Dalam Muqaddimmah Ibnu Shalah disebutkan sikap sangat berhati-hatinya Umar
bin Khottob ra. dalam menerima hadits, tapi ia tdk meragukan sahabat yg
merawikannya melainkan berhati-hati terhadap hukum yang disampaikan oleh Nabi
SAW. Sebagai contoh ia mengatakan hal tersebut kepada sahabat Abu Musa Al
Asy’ari ra :
“ Saya tidak menuduh dan meragukanmu, tetapi aku khawatir orang-orang akan
mengada-adakan perkataan atas nama rasulullah SAW”.
Abu Musa dan Aisyah ra.
56
Contoh yang lain, Abu Hurairah ra pernah menyatakan sebuah hadits : “
Sesungguhnya mayyit itu diazab karena tangisan keluarganya atasnya”. maka
Ummul Mu'minin Aisyah ra mengkritik hadits tersebut tidak pada sanadnya,
melainkan pada redaksinya. Dimulai dengan mendoakan abu Hurairah ra, ia berkata
: Semoga Allah SWT merahmati abu Hurairah, aku tidak pernah mendengarnya dari
Nabi SAW, tetapi aku mendengar Nabi SAW bersabda : “ Sesungguhnya Allah SWT
akan menambah azab bagi orang-orang kafir”. Lalu Aisyah ra berdalih bahwa hadits
abu Hurairah tersebut bertentangan dg ayat al-Qur'an :” Dan sesungguhnya
seseorang itu tidak akan memikul dosa orang lain” (QS Al-An’am 164)
Ternyata hadits abu Hurairah tersebut diperkuat oleh riwayat yang lain dari Umar ra,
Ibnu Abbas ra dan Ibnu Umar ra.
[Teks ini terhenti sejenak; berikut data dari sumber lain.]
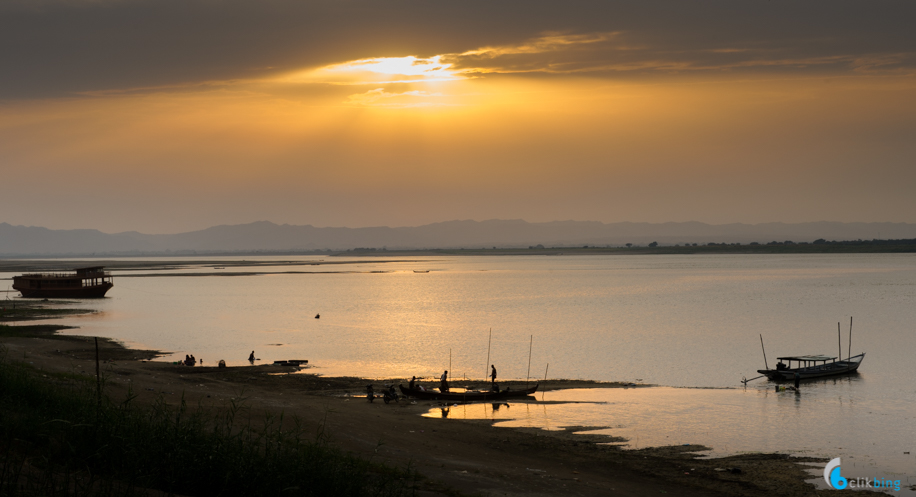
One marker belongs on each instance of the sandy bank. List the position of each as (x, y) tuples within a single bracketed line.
[(456, 456)]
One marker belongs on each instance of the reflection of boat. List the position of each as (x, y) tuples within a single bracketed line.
[(299, 363), (469, 396), (808, 367), (85, 283)]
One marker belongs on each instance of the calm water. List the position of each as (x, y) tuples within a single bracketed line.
[(676, 321)]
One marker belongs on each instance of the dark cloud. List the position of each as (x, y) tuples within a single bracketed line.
[(51, 48)]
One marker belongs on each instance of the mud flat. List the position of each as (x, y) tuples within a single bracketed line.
[(455, 457)]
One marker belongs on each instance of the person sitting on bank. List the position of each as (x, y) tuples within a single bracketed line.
[(443, 385)]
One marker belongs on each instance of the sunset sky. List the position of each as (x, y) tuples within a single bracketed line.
[(172, 115)]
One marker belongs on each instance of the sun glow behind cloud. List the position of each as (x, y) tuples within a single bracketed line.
[(389, 70)]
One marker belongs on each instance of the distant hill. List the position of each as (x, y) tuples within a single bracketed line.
[(270, 237)]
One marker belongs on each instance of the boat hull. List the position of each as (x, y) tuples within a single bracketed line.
[(86, 292), (829, 369), (468, 396)]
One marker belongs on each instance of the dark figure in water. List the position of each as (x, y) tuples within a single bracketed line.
[(443, 384)]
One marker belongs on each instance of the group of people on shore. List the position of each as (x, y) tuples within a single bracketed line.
[(443, 381)]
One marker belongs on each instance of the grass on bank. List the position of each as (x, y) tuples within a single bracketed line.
[(60, 437)]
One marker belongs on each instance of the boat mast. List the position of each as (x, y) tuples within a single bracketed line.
[(849, 353)]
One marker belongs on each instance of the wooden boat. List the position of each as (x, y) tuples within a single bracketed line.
[(469, 396), (85, 283), (808, 367)]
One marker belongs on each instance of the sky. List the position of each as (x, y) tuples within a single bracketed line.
[(164, 116)]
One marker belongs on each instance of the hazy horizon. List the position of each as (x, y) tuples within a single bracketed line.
[(175, 116)]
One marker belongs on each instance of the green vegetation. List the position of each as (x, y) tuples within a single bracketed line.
[(64, 436), (820, 246)]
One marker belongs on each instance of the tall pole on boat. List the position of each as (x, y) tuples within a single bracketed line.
[(849, 353), (839, 341), (528, 376), (487, 365)]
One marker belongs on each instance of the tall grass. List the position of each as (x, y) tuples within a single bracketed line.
[(58, 438)]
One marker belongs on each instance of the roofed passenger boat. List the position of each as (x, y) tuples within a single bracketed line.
[(84, 283), (812, 366), (470, 395)]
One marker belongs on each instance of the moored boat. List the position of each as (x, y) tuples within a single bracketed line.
[(84, 283), (470, 395), (812, 366)]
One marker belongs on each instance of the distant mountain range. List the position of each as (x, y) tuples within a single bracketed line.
[(265, 236)]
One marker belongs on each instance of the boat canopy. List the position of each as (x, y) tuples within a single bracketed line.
[(806, 358)]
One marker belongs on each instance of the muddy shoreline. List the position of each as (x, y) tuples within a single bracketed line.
[(457, 457)]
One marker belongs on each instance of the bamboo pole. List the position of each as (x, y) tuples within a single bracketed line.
[(528, 376), (849, 353), (486, 367)]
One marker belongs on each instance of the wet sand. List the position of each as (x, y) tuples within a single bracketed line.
[(467, 457)]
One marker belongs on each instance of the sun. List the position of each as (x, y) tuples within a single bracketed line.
[(409, 69), (431, 67)]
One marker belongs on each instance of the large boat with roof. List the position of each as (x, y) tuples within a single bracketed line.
[(84, 283), (812, 366)]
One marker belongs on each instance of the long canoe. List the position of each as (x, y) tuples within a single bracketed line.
[(469, 396)]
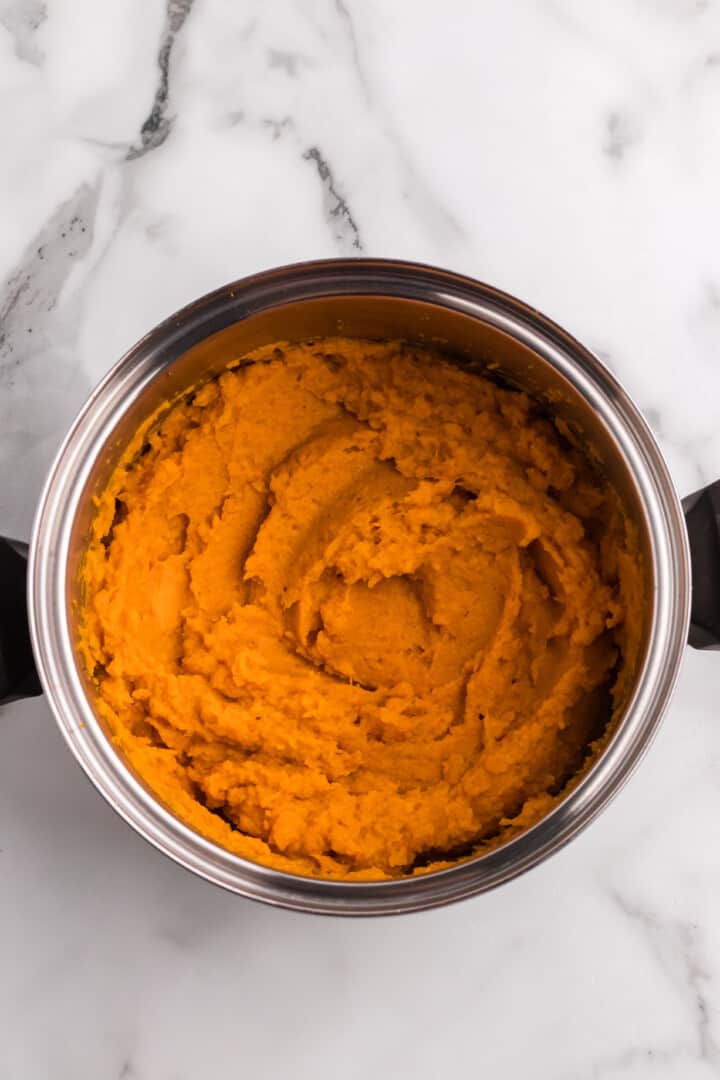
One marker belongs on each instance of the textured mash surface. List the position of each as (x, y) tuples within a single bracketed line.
[(353, 612)]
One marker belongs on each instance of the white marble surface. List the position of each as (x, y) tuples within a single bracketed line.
[(566, 150)]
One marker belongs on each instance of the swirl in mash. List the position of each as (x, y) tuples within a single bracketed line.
[(354, 612)]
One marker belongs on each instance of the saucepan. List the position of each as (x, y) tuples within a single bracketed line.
[(477, 327)]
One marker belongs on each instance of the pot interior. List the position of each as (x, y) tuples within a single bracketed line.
[(470, 342)]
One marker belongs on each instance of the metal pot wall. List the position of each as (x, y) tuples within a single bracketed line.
[(476, 326)]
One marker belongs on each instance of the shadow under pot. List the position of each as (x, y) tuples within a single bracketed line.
[(483, 332)]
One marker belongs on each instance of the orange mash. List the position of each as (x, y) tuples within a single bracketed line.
[(355, 613)]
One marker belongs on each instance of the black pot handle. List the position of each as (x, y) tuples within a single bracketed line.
[(703, 520), (18, 677)]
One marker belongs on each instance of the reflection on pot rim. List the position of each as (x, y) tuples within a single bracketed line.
[(376, 296)]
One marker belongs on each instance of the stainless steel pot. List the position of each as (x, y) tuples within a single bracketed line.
[(477, 326)]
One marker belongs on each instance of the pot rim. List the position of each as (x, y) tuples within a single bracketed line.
[(124, 382)]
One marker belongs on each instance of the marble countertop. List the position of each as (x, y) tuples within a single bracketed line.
[(565, 150)]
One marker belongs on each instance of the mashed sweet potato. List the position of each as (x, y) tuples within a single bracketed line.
[(354, 612)]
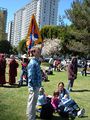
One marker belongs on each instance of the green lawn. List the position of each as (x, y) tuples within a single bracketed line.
[(13, 100)]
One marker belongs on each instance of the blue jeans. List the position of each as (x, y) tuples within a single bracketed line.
[(23, 72)]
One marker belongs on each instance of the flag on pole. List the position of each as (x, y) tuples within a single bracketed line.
[(33, 36)]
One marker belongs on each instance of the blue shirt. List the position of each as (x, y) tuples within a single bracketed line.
[(34, 74)]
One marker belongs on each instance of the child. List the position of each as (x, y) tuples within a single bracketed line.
[(55, 100), (42, 99), (67, 105)]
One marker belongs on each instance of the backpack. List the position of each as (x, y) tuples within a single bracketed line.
[(47, 111)]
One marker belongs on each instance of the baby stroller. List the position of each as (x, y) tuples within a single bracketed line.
[(70, 108), (44, 75)]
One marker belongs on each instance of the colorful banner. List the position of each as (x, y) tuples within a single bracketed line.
[(33, 36)]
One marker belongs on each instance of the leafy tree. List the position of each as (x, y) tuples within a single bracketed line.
[(22, 47), (79, 14)]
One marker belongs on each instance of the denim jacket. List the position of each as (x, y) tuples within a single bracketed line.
[(34, 74)]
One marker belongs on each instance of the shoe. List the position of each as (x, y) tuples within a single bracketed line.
[(81, 112)]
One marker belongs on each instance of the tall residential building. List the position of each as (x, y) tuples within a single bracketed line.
[(3, 22), (11, 32), (45, 12)]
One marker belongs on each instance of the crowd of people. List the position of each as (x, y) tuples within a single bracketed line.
[(60, 101)]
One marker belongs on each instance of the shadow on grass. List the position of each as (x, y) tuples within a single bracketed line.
[(84, 90)]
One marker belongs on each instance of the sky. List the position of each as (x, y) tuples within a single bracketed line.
[(14, 5)]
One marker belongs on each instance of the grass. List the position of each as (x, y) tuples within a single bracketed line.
[(13, 100)]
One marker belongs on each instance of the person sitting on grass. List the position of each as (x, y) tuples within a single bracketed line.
[(42, 99), (68, 106), (55, 100)]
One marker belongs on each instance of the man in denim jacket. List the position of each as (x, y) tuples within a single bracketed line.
[(34, 82)]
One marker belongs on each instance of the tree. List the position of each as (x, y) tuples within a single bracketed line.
[(22, 47), (5, 47), (79, 14)]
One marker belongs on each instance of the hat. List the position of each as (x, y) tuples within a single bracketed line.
[(24, 56)]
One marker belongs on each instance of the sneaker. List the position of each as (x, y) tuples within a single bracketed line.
[(81, 112)]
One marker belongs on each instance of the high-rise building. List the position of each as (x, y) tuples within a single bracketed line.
[(45, 12), (3, 22), (22, 21), (11, 32)]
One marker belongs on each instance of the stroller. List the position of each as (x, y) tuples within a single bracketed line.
[(44, 75), (68, 108)]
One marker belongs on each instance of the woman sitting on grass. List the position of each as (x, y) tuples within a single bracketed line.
[(42, 99), (67, 106)]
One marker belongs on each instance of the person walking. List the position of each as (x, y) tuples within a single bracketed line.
[(13, 65), (2, 69), (84, 70), (72, 73), (34, 82)]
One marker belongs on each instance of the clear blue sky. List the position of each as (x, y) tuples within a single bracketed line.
[(14, 5)]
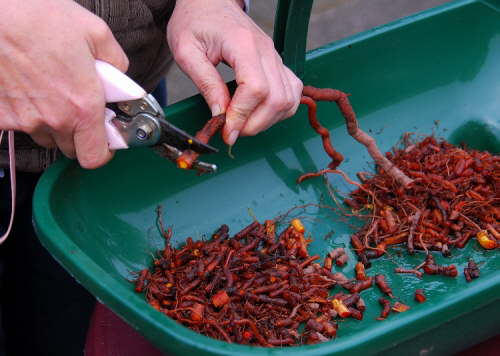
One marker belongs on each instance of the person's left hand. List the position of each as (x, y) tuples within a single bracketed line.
[(201, 34)]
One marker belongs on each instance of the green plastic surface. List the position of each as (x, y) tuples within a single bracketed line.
[(438, 71)]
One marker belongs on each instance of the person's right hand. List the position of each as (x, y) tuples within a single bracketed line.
[(49, 87)]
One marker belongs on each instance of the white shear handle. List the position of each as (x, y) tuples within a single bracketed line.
[(117, 87)]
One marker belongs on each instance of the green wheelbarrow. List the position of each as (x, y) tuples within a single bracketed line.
[(435, 72)]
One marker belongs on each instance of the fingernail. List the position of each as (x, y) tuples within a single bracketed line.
[(232, 137), (216, 110)]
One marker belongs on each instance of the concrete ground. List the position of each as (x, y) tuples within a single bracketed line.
[(331, 20)]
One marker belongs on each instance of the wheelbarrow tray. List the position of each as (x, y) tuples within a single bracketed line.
[(435, 72)]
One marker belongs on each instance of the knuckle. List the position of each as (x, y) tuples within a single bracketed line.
[(206, 86), (56, 123), (251, 130), (182, 55), (30, 125), (101, 31), (258, 89), (86, 107), (279, 103)]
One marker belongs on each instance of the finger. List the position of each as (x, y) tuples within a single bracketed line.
[(295, 87), (65, 144), (43, 139), (273, 108), (89, 135), (205, 76), (105, 47), (253, 88)]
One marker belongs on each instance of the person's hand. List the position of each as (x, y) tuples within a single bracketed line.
[(48, 82), (202, 33)]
Maka para muhaddits menyimpulkan bahwa dari
segi sanad kedua hadits tersebut (hadits Aisyah maupun Abu Hurairah) shahih, maka
ditafsirkan makna sebenarnya dari layu'adzdzabu artinya yata'allama (merasa
sedih), artinya mayyit tersebut merasa sedih mengapa keluarganya tdk memahami
hakikat kehidupan, sehingga mereka menangisinya.